A year on, and the global financial system has acknowledged losses of 1 trillion dollars. Experts say it’s far from over.Among the main losers so far have been Citigroup with losses of $47 Billion, Merrill Lynch with $46 Billion and UBS down$37 Billion.

Russia’s banks got an early warning to cut their exposure to foreign borrowing and have proved more resilient to the crunch.

The First deputy chairman of the Central Bank of Russia in August last year urged banks to decrease their dependence on foreign money. For those who followed his advice, the impact of the global credit crunch has so far been mild.

One of Russia’s largest banks VTB was heavily hit, only on the stock market. The bank lost 40 percent from the price of its IPO. The bank says it has no problem with foreign borrowing and has not suffered from liquidity shortage.

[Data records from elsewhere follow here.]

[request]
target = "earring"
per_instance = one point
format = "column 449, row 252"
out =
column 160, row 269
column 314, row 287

But VTB HAS changed the structure of its loans portfolio to increase the share of Russian money. Nikolay Tsekhomsky, Member of the Board at VTB says this has been to continue its growth.

“We have reduced our dependence on international borrowings because VTB is a growth story.  So to grow, and to grow as fast as we want to grow, you need to bring your liquidity, and that means at the moment, a core focus on Russia, on the local market. So we are very active with retail deposits and corporate deposits, and we have a very close and good dialogue with the State”

However, experts say the Russian market cannot provide enough long-term money and most mid-sized banks – especially those not backed by the state – are experiencing a liquidity shortage.

Banks are adapting to the situation – they have reduced their share of more risky retail lending and focused instead on corporate borrowers. Natalya Orlova, Senior Analyst at Alfa Bank says this has provided an upside for Russian banks from the global credit situation.

“Since the end of 2007 we saw a very substantial increase in the corporate loans in Russia, and as a result the Russian banks were able to accelerate the corporate lending growth.  I would say this was the positive side of the global credit squeeze, because Russian banks were finally able to gain exposure to the local borrowers.” 

Standards & Poors praised the actions of the Central Bank of Russia and says its timely liquidity injections significantly reduced the impact of the crisis. Evgeny Tarzimanov, Analyst at Standard & Poors, says its indicative of the progress the Central Bank of Russia has made.

“We classify every banking sector globally, from one to ten, one being the strongest banking sector and ten being the weakest.  So we recently moved Russia from eight to seven, meaning that we acknowledge the progress that the regulation and supervision made in the last two years.”

In the first six months of this year, retail lending in the country grew 63 percent while corporate loans are 67 percent up.